Don’t like beer for its bitter taste? India’s largest beer maker is offering a choice to consumers who can’t stand the brew. United Breweries Ltd has just launched a malt-based alcopop—called the Kingfisher Buzz—that aims to take on the Bacardi Breezer, a fruit wine-based drink much favoured by young women.
Faced with a prolonged slump in the demand for beer, United Breweries anticipates young drinkers, specially women, will spend more on malts and beers that are flavoured.
“There are enough young above-legal-age people who don’t like drinking beer,” said Samar Singh Sheikhawat, senior vice-president, marketing, United Breweries. “Say women—we have nothing in our portfolio that is for women.”
Indian liquor companies have been swiftly expanding their portfolio of alcopops, with rum and vodka makers such as Bacardi and Radico Khaitan Ltd adding flavours to low alcohol drinks that come in attractive bottles. Still, it’s a fairly small category in India.
United Breweries, which makes more than half the beer sold in India, is trying to fend off rivals such as Carlsberg and AB InBev that have been gaining share in a market that has seen sluggish growth over the past few quarters.
The launch, its second in less than 12 months—it launched a premium version of its Kingfisher Max beer in March last year—is aimed at taking on the Bacardi Breezer. As it has done in markets in Europe, particularly the UK, Bacardi can be credited with building the alcopop segment in India.
“One brand has dominated the market for a decade, there has been no alternative,” added Sheikhawat. The planned alternative, Buzz, will for now be available in two flavours— lychee and berry—in Mumbai, Pune and Thane.
This so-called ready-to-drink, or RTD, market, dominated by Bacardi, is growing at 11-12% annually in India, with roughly two million cases sold every year, according to data sourced from Euromonitor.
Buzz will be made available across India over a period 12 months—the other priority markets are Delhi, Manipal, Chandigarh and Bengaluru. “We will go in markets where there is significant Breezer volume,” Sheikhawat said.
Industry experts reckoned that while the RTD category has been growing, not many companies have invested in it.
“While it is a growth category, specially among the young and affluent, it has inherent distribution challenges,” said a top industry executive who did not want to be named. “Also India is still a small in-home alcohol consumption market, a challenge that has stalled the growth of beer too. So not many companies have been able to persistently pursue the RTD category,” the person added.
In a recent move, United Spirits Ltd (now controlled by Diageo Plc.) rolled back its ready-to-drink brand Smirnoff Ice (a pre-mixed vodka drink) on account of “insufficient volumes”.
The rapid expansion of United Breweries’ portfolio comes at a time when volume growth for the beer industry in general has been tepid although alcohol consumption among Indians is increasing at a rapid pace.
In the first half of 2015, volumes for the beer industry dropped by 1% from the year ago period.

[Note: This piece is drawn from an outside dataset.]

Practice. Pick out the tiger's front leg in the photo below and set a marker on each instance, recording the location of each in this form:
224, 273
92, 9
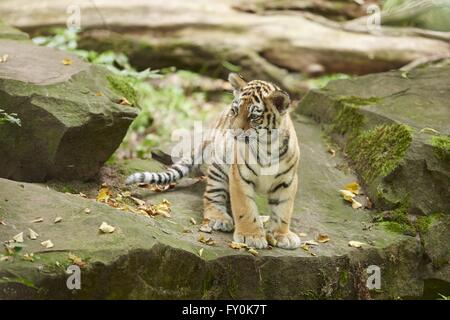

“The beer industry lacked lustre in the first half of the financial year with a 1% drop in volume,” United Breweries said in a statement to the BSE during its quarterly result announcement.
Volumes at United Breweries dropped by 2.4% in the quarter ended 30 September from the same period a year ago, even as margins expanded by 100 basis points on the back of price increases in select markets and stable input costs. One basis point is one-hundredth of a percentage point.
United Breweries’ move to launch more products comes at a time when AB InBev’s planned takeover of SABMiller is set to create the world’s largest beer company, which is likely to impact the dominance of large brewers globally, including in Asian and African markets.
“Yes we have been more aggressive in launching newer products, we have to grow the market,” Sheikhawat said.